Deadlines and commissions and other commitments can help or hinder our artistic growth.  It takes many hours to master a craft.   If one accepts conventional ways of  determining time as “well-spent” or “wasted,” then achieving mastery in a craft may lead to misery rather than bliss.

My heart skips a beat when I’m on the right track in my studio work, and when I feel this thrill I know that the way I’m spending time is a kind of essential nourishment.  Is it indulgent to express one’s own unique vision:  to take the time to synthesize what one knows and knows how to do, to create something new?

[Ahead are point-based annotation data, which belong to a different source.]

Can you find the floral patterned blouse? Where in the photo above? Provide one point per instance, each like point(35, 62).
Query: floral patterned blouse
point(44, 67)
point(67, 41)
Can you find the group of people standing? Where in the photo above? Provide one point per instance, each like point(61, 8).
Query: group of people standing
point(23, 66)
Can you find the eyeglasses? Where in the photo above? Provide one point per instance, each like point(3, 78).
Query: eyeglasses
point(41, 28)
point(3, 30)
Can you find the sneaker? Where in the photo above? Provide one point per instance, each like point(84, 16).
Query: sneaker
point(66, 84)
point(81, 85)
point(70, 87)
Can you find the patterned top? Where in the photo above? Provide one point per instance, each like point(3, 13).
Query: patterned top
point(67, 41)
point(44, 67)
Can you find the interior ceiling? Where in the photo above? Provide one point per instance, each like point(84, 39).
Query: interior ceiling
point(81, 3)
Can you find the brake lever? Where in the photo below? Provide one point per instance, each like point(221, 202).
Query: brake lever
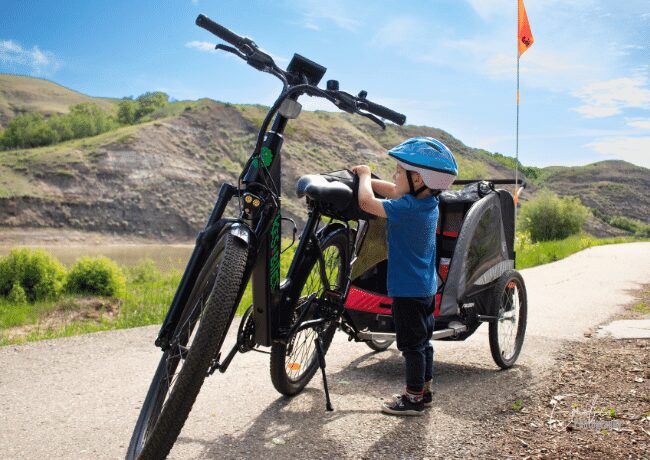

For professional artists, the business of art in a challenging economy may suggest that spending lots of time on each creation is not financially viable.  Despite this challenge, it’s important to continue to explore and grow.  When I’m in the studio on a good day — surrounded by fiber and full of ideas — it feels like falling in love, over and over.  Sometimes, working on a complicated piece feels like a difficult conversation: the outcome is an unfolding dynamic; how will it turn out?  Sometimes the tedious parts of the feltmaking process feel like scullery work and demand patience and care and a sort of submission: I cannot create a glorious nuno scarf without slowing down so much that I am having to remind myself repeatedly to slow down even more.

Each artist continually navigates the balance of “following your bliss” and following through with responsibilities, promises, mundane tasks.  Inspired, bliss-fueled art work glows.  Choose bliss.